The origin, consequence, and visibility of criticism in science
Bingsheng Chen, Dakota Murray, Yixuan Liu, Albert-László Barabási
TL;DR
The study investigates the origins, consequences, and visibility of peer critique in science by analyzing over 3,000 explicit critical letters across elite journals. Using a data-driven framework, it links criticism to target paper features (impact, interdisciplinarity, novelty) and employs quasi-experimental matching to compare cited trajectories and author outcomes with comparable papers. The main finding is that criticized papers are highly cited and often interdisciplinary or novel, yet receiving a critical letter does not measurably alter their citation growth or authors' careers, suggesting criticism has limited influence in practice. Limited visibility of critical letters—only a fraction of post-criticism citations co-occur with the letter—emerges as a key explanation, with stronger visibility within generalist journals than within APS fields, highlighting challenges for post-publication critique to shape scientific discourse at scale.
Abstract
Critique between peers plays a vital role in the production of scientific knowledge.

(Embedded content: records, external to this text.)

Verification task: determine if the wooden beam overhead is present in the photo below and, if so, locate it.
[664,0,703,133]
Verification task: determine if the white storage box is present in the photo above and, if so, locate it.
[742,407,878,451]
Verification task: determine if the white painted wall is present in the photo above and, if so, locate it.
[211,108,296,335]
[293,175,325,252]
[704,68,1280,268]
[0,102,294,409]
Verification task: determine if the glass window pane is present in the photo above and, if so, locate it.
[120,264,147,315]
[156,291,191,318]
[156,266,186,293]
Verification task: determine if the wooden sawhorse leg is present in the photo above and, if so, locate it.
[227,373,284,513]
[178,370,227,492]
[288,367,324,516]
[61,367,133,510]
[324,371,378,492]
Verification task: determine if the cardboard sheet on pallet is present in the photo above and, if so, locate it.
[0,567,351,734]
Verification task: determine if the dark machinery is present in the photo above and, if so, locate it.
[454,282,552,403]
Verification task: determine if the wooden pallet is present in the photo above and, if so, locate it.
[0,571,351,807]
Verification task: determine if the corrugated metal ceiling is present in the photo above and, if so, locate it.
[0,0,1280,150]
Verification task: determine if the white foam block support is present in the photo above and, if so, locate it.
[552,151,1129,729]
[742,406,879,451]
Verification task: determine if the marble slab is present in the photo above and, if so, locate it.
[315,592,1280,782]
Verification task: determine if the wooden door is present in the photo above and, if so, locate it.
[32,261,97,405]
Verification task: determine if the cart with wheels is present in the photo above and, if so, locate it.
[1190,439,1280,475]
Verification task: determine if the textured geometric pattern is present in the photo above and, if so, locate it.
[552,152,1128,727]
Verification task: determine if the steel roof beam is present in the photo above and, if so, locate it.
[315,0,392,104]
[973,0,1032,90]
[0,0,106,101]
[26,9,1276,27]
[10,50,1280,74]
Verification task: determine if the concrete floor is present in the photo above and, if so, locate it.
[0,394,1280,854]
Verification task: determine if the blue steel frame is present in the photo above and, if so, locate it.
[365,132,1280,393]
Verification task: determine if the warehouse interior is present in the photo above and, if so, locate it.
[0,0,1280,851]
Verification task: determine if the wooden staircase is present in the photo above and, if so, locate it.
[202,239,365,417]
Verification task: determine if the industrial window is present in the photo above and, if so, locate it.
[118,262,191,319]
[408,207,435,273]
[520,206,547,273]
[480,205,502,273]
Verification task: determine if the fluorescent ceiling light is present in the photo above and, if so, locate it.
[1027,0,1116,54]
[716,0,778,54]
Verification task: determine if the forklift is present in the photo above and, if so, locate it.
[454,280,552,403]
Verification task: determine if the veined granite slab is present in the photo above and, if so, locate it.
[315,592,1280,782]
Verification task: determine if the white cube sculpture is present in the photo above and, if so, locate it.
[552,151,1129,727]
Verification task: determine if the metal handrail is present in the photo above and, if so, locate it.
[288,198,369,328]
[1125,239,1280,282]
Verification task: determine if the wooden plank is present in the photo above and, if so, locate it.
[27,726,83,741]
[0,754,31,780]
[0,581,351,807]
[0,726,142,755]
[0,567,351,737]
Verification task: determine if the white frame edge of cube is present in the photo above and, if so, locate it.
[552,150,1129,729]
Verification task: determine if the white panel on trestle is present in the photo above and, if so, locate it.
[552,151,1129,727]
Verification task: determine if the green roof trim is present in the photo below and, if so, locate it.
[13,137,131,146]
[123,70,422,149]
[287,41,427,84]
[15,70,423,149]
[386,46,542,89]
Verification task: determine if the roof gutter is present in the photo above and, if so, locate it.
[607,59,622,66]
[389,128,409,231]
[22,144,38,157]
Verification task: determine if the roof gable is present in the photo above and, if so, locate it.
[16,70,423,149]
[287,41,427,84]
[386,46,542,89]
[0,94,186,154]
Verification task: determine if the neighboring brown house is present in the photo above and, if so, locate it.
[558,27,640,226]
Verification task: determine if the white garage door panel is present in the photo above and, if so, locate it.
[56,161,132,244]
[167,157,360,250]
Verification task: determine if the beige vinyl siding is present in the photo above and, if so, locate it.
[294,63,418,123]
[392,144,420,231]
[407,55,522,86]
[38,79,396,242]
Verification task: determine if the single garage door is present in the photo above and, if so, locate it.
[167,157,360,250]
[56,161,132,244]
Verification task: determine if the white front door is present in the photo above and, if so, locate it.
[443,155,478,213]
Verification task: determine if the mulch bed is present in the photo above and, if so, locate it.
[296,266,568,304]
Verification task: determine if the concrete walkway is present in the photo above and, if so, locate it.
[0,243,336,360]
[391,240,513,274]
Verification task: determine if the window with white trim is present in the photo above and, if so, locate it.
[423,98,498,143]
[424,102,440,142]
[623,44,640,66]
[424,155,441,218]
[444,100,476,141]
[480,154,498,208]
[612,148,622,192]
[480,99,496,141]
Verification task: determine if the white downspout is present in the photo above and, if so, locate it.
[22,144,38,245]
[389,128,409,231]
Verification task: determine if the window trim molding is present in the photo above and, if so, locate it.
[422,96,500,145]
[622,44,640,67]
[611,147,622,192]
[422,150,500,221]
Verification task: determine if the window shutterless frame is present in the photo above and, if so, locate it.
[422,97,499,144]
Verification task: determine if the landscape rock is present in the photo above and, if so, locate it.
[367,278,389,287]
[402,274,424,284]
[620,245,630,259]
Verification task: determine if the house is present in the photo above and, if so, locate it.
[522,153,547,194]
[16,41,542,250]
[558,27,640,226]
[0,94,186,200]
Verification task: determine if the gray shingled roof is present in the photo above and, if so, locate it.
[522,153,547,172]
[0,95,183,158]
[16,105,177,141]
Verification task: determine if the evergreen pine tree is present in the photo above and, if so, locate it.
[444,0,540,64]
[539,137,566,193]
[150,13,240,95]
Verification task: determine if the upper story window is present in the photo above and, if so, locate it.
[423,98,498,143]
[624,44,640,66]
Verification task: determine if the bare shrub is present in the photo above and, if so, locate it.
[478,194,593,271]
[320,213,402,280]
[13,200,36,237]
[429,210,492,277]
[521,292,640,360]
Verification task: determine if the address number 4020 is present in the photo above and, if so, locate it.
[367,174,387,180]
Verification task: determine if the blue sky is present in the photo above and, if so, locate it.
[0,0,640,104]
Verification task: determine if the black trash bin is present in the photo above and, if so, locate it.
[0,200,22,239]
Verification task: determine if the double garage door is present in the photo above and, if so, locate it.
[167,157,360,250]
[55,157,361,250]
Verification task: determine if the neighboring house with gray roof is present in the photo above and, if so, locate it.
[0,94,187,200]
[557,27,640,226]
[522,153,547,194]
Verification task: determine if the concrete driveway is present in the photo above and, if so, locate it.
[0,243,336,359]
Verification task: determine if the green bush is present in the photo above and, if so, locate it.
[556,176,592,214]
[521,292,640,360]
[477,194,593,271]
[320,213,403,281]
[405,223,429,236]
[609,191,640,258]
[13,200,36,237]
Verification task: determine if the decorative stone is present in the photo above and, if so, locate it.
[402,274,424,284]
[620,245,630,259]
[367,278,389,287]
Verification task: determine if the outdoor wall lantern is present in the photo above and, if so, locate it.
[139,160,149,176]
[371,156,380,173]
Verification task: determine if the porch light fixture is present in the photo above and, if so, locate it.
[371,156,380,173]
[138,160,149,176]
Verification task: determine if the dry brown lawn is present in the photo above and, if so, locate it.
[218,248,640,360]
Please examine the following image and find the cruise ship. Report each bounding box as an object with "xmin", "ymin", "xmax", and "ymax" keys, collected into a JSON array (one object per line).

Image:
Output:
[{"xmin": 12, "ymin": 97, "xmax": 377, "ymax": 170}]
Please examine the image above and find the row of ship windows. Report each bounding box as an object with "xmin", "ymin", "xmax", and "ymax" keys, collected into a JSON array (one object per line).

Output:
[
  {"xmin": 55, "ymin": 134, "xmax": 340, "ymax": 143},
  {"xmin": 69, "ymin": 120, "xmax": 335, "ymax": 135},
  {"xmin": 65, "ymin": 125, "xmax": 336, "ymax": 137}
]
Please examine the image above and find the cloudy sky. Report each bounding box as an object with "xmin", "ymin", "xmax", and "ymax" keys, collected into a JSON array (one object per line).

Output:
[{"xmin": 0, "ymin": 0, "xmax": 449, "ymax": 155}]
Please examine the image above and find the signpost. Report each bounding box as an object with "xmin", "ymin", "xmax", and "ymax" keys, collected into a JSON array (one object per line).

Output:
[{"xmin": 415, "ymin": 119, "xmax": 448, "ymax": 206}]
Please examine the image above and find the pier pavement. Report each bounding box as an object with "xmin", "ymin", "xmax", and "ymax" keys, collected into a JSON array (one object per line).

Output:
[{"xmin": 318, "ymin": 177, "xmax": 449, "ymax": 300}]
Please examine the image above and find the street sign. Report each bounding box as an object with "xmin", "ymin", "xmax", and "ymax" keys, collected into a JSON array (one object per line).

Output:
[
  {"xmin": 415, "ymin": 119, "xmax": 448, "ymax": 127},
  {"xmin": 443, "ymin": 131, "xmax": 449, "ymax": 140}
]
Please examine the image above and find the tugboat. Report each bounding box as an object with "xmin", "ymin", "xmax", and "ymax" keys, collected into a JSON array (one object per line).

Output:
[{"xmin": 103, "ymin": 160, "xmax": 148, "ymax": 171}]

Yet, there is limited empirical evidence on the origins of criticism, its effects on the papers and individuals involved, and its visibility within the scientific literature. Here, we address these gaps through a data-driven analysis of papers that received substantiated and explicit written criticisms. Our analysis draws on data representing over 3,000 ``critical letters'' -- papers explicitly published to critique another -- from four high profile journals, with each letter linked to its target paper. We find that the papers receiving critical letters are disproportionately among the most highly-cited in their respective journal and, to a lesser extent, among the most interdisciplinary and novel. However, despite the theoretical importance of criticism in scientific progress, we observe no evidence that receiving a critical letter affects a paper's citation trajectory or the productivity and citation impact of its authors. One explanation for the limited consequence of critical letters is that they often go unnoticed. Indeed, we find that critical letters attract only a small fraction of the citations received by their targets, even years after publication. An analysis of topical similarity between criticized papers and their citing papers indicates that critical letters are primarily cited by researchers actively engaged in a similar field of study, whereas they are overlooked by more distant communities. Although criticism is celebrated as a cornerstone to science, our findings reveal that it is concentrated on high-impact papers, has minimal measurable consequences, and suffers from limited visibility. These results raise important questions about the role and value of critique in scientific practice.